You're next step is to remove the fork tube since at this point you may want to replace seals and the fork tube would be sliding everywhere if you are trying to access the compression valve.

To remove the fork tube, you should first pry off the dust seal.

Behind the dust seal is a snap ring which is easily removed with a small pick or screw driver.

Now, use the fork tube as a slide hammer keep. Keep pulling on the tube so you can tap the fork seal off.

You will get a series of bushings and seals in this order.

Note the order they go in. you should be careful removing the fork seal if you do not plan on swapping it out. There is a sharp edge that may cut the seal if you are not careful.

If you are simply replacing the fork seal, then you can get a ziplock bag and cut the top section off and use it as a sort of condom or whatever you want to call it. Slide the bag over the top of the stanchion and apply your sealing grease and it should guide the new fork seal in without any chance of getting cut up by the sharp edge.

If you want to keep going, the next step would be to either remove the compression valve. Now my pictures don’t do you total justice. My forks have the Race Tech goldline valve kit, so certain things may be here, or may not be here. Your race-tech parts should come with a manual to help with installation. So what you see from here on would be how it would look like after you installed you’re racetech setup.

The first thing you need to do to gain access to the compression valve is remove the lock nut on the bottom of the fork.

You will need a 19mm socket to get the lock nut. Make sure you backed out your compression damping. It may be hard to spin this valve, and it may take a few turns to really get it to break loose and spin freely.When you try to spin the locknut notice that the damping rod spins along with it. You can use frictional force by pressing the damping rod down to get the nut to spin. This is probably the most tricky part of the whole fork overhaul.

To remove the compression valve clamp the fork down via the brake caliper mounts. Using one hand to push the damping rod down, while using the other to spin the locknut, you should be able to remove it with a little bit of effort.

Once the nut pops off, you can lift the whole cartridge out.

THis is how the catridge is held in place

Now, to get access to the compression valve, you MAY OR MAY NOT have a piece that is not shown here depending on yourset up. Stock forks will have a white plastic piece that is held by 2 circlips. You can remove them and dispose of them if you are going to the racetech setup.

Once you removed that white plastic bumper, you need to tap the silver piece that the locknut holds on to with a drift and a mallet. It should slide into the cartridge to reveal a snap ring. Remove the ring with some small plyers of some sort and use the damping rod as a slide hammer to gently push that compression valve up. revealing soemthing similar to this image.

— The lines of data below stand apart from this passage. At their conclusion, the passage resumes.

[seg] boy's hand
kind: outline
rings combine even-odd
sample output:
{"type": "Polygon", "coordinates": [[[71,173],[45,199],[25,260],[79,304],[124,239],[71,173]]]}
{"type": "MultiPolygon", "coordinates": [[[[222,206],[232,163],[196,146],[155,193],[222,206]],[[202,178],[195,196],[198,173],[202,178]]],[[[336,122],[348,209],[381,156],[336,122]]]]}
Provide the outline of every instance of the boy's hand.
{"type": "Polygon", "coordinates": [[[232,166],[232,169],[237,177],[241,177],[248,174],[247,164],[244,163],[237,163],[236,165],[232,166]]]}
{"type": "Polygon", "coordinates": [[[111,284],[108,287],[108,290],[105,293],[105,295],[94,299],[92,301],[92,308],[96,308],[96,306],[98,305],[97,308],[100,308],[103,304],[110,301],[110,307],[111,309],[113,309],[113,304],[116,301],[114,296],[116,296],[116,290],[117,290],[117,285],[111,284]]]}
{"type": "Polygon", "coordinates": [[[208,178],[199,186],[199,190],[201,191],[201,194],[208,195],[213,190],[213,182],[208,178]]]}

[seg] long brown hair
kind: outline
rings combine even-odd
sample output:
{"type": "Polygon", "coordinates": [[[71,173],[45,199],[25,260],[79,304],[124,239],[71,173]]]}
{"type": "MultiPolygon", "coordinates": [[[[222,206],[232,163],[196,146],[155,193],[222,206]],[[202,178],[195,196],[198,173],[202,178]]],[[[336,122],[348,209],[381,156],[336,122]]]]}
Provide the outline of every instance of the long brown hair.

You're compression valve is INSIDE that silver piece. You need to continue to use the damping rod as a slide hammer to get it out. I stopped taking pictures at this point since I was by myself and my hands were filed with fork oil.

From here on, i have no more pictures. Next time I go in there to clean out the valve again, which is going to be at my 24,000 mile service I will snap some more pics of the compression valve. Im at 19,000 right now. So it should either be during winter recess or early spring.

Now heres the main point of removing everything. You can see the build up of metal shavings inside the fork stanchion. I cleaned everything out with a garden hose and let it air dry before reassembly.

Heres everything laid out. It isn't complicated and its doable in a few hours. You'd save a ton of money by servicing the forks yourself.

To put everything back together just do everything in reverse. You should be aware of how things fit after you've dismantle everything. If you don't, well you shouldn't of opened your forks up then!